Третий день был самым тяжелым. Пара таблеток, потому что мне нельзя было сейчас сдаться, а глядя на свою сестру, облачающуюся в черное, все внутри сжалось на пределе. Сев в машину к Аслану, я дрожащими пальцами вкинула еще пару таблеток. Потому что я ехала на похороны. В трауре. В машине Асаевых. И ебанутые мысли возникали. Совершенно ебанутые. Мне на хуй не нужны такие ассоциации.
Эмоциональный фон вырубило намертво, контролировать поток мыслей было легче. Я сидела рядом с сестрой погружающейся на дно и крепко держала ее за руку.

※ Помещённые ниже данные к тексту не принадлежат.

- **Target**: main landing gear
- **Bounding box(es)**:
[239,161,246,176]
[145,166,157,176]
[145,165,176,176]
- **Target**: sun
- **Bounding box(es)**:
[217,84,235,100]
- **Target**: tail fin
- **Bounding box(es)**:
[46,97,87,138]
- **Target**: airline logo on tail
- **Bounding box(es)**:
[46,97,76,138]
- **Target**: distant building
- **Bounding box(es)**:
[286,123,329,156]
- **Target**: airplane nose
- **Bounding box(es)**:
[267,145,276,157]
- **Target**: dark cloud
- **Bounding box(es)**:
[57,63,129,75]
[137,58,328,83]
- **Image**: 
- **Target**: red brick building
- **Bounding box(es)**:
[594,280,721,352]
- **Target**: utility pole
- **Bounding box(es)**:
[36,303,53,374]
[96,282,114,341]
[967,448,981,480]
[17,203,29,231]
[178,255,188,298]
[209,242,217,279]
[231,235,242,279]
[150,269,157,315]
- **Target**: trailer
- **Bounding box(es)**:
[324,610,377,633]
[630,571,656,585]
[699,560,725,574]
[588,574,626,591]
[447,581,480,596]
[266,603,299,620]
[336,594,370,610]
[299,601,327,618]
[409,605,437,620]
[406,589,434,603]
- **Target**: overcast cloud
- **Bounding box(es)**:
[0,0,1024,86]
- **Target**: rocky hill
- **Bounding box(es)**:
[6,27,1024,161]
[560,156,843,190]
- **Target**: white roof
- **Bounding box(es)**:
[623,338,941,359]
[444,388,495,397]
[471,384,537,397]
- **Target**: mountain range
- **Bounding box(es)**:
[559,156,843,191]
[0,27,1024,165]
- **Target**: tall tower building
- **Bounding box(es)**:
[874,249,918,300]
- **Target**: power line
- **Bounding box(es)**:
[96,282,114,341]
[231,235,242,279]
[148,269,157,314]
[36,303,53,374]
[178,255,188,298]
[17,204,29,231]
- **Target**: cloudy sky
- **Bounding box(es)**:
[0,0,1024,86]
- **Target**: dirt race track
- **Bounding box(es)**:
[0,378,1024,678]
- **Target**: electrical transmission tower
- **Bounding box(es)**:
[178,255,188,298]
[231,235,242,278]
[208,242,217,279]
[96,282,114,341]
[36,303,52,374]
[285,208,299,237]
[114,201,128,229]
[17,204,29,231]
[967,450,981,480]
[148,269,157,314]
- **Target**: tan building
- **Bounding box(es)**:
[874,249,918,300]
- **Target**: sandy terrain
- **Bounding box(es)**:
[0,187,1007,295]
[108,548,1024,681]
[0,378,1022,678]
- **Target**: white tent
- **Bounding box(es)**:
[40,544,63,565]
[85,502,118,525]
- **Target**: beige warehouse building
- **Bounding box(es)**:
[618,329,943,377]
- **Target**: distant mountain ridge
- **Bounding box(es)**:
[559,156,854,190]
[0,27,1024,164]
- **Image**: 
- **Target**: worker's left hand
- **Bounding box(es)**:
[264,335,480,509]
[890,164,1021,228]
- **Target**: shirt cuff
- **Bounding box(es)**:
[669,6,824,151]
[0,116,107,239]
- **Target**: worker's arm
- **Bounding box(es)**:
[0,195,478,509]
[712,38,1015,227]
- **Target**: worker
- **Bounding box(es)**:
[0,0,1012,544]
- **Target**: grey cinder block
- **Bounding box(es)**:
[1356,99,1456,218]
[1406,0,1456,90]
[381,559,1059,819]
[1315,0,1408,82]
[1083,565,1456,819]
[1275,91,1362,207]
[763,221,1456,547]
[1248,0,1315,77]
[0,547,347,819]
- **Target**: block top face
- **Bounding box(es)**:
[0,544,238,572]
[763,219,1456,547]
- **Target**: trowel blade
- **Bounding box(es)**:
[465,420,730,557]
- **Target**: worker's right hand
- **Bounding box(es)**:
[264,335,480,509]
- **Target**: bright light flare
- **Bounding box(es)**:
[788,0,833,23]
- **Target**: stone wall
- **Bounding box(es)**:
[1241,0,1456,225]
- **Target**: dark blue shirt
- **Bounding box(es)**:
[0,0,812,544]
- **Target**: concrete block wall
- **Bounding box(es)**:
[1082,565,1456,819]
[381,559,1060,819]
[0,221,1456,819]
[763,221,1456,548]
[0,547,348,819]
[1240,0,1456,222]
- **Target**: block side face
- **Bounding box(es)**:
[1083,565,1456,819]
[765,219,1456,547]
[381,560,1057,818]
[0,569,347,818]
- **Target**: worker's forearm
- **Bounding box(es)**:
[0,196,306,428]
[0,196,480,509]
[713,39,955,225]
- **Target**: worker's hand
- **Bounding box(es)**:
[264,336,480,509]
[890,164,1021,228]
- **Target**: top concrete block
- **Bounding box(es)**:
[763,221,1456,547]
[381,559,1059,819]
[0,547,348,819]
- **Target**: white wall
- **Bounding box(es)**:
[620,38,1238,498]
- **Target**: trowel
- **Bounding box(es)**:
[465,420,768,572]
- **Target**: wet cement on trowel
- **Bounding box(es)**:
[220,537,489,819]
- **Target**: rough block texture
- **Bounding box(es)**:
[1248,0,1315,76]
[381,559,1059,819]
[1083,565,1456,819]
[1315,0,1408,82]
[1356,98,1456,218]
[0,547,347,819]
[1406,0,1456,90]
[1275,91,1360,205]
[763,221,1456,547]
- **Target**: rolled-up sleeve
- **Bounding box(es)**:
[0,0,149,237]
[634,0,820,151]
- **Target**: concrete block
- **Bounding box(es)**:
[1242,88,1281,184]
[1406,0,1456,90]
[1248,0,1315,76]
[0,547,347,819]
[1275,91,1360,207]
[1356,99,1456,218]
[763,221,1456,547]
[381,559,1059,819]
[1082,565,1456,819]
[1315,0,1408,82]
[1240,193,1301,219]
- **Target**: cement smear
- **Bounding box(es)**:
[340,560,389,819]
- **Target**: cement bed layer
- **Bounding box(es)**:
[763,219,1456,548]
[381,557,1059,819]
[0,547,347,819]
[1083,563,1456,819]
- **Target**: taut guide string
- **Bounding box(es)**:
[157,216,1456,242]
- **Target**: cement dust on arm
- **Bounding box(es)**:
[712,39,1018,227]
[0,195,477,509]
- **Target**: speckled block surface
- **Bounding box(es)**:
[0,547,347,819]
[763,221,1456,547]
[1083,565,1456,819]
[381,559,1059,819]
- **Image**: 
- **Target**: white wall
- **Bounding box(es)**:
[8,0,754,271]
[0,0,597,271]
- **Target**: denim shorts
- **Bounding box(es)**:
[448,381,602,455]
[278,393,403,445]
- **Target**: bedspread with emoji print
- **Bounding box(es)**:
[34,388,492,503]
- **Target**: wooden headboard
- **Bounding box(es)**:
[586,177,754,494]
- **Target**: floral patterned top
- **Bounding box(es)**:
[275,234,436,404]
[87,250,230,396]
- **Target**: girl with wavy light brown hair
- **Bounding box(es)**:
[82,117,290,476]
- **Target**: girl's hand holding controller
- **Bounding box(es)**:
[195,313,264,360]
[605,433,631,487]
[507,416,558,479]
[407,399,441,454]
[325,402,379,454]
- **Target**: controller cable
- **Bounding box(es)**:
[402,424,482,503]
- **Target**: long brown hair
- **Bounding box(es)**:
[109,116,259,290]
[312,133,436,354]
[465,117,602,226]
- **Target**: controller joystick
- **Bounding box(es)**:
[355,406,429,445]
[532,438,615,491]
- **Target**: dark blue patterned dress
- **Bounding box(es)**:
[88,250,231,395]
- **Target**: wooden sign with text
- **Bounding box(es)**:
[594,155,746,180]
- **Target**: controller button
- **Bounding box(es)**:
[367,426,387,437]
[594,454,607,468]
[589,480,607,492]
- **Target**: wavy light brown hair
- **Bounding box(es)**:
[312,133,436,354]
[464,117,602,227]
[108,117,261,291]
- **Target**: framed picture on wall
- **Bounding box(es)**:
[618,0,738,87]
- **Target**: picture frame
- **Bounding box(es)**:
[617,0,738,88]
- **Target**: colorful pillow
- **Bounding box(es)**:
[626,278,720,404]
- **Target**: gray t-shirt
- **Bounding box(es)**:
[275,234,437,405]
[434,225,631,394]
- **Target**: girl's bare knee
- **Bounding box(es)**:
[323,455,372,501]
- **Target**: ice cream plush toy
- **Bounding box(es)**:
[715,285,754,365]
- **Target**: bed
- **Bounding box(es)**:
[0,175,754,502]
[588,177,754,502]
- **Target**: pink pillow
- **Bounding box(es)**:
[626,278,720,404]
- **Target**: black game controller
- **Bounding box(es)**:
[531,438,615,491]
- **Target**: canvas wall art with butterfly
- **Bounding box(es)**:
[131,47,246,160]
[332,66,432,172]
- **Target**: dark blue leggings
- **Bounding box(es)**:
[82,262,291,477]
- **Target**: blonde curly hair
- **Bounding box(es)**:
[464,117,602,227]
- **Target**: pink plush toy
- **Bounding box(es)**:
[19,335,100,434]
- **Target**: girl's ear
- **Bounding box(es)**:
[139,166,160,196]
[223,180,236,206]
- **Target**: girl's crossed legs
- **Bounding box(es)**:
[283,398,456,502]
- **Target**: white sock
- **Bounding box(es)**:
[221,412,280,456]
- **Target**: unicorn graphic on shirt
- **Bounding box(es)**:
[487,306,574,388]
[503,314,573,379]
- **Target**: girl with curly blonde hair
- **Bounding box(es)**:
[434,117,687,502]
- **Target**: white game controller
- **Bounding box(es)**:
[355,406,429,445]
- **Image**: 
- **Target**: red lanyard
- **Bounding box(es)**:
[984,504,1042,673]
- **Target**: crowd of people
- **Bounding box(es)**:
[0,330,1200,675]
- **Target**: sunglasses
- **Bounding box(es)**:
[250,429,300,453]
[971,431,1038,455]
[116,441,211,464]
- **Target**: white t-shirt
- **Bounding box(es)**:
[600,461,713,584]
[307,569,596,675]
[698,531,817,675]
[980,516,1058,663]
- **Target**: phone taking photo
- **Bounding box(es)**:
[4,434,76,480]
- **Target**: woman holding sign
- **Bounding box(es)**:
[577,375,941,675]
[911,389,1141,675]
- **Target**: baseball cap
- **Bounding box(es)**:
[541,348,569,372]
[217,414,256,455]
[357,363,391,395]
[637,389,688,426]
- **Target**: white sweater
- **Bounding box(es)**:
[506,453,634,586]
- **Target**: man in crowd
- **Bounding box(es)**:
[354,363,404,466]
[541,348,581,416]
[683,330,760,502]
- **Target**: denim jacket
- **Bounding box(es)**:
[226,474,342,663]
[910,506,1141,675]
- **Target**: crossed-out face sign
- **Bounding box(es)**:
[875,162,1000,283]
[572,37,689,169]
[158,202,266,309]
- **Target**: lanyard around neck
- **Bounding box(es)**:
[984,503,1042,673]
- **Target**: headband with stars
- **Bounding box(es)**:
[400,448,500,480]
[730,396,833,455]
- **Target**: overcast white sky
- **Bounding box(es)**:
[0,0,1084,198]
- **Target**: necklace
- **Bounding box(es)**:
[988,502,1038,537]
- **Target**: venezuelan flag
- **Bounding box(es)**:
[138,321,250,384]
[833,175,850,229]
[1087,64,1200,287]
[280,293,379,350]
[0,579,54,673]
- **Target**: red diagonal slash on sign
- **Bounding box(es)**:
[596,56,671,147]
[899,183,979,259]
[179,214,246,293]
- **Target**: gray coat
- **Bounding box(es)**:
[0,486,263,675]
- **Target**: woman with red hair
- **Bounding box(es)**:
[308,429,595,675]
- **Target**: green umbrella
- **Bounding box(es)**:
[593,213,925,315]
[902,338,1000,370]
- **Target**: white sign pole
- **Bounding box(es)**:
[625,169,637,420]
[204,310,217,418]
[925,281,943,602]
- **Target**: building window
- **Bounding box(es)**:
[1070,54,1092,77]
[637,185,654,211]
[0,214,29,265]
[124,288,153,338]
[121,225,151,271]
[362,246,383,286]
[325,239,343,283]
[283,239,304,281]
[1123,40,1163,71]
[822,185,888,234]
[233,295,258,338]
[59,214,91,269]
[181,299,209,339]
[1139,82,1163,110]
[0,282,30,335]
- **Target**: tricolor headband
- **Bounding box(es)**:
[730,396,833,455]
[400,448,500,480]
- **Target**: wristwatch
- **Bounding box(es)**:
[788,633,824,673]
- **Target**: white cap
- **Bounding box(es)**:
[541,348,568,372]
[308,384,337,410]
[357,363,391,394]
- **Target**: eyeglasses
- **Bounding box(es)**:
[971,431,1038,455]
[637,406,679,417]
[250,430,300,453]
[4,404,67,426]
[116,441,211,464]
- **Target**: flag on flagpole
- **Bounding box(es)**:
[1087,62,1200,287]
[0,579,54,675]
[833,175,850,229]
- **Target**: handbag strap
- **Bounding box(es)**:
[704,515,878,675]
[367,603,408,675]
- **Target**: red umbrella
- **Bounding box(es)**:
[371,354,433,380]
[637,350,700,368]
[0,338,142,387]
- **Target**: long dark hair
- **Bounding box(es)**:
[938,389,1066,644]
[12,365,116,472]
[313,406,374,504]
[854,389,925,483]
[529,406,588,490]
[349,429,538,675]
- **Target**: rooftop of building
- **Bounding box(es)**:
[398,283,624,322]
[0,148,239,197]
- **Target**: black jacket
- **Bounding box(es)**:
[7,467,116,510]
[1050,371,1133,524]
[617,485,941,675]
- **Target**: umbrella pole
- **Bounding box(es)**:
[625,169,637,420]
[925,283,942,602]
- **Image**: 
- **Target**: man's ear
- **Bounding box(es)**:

Похороны прошли смазано. Я вообще не понимаю, как это выдержала. Вообще не понимаю. И дело совсем не в нейролептиках. Дело было в Степаныче, которого я видела в последний раз, и это дошло до меня только на кладбище. А я не могла заплакать. Я чувствовала себя клеткой, внутри которой происходит безжалостное и жестокое убийство, но за пределы этой клетки ничего не выходит. Не может выйти.
Людей было немного и на них было плевать. Линка находилась в прострации, глядя как гроб с отчимом опускают в яму.
Я сжимала ее ледяные пальцы своими холодными, пока ехали на поминальный обед. Сжимала, пока сидели за столом. Сжимала, когда курили на крыльце. Сжимала. И разжала, когда из машины на стоянке в отдалении вышел Аслан. С крайне напряженным лицом завершающий звонок и посмотревший мне в глаза непонятным взглядом.
— Нет… — хрипло рассмеялась я, отступая от него, вжимаясь в стену за спиной и глядя на него ускорившего шаг с животным ужасом.
Он только раскрыл рот и мое сердце болезненно замерло от мелодии входящего вызова. Дыхание сорвалось, когда я бросила взгляд на экран телефона стиснутого в моих руках до пиздеца. Входящий от Давида. Господи, нет…
— Ян… — хрипло прошептала Линка, удерживая меня за плечи, потому что тело повело, когда я приняла вызов и подносила телефон к уху, невидяще глядя перед собой.
— Эмин пришел в себя. Книгоед.нет
* * *
Давид стоял у дверей реанимации обнимая плачущую мать. Я остановилась посреди коридора, Давид поймал мой взгляд и снял руку с плеч матери, чтобы повести ей в жесте подзывающем к себе. И неверные ноги пошли сами. Уткнулась лицом ему в плечо, стискивая зубы, но слезы все равно полились. И полились сильнее. От мягкого движения пальцев плачущей Лейлы, стирающей слезы с моей щеки.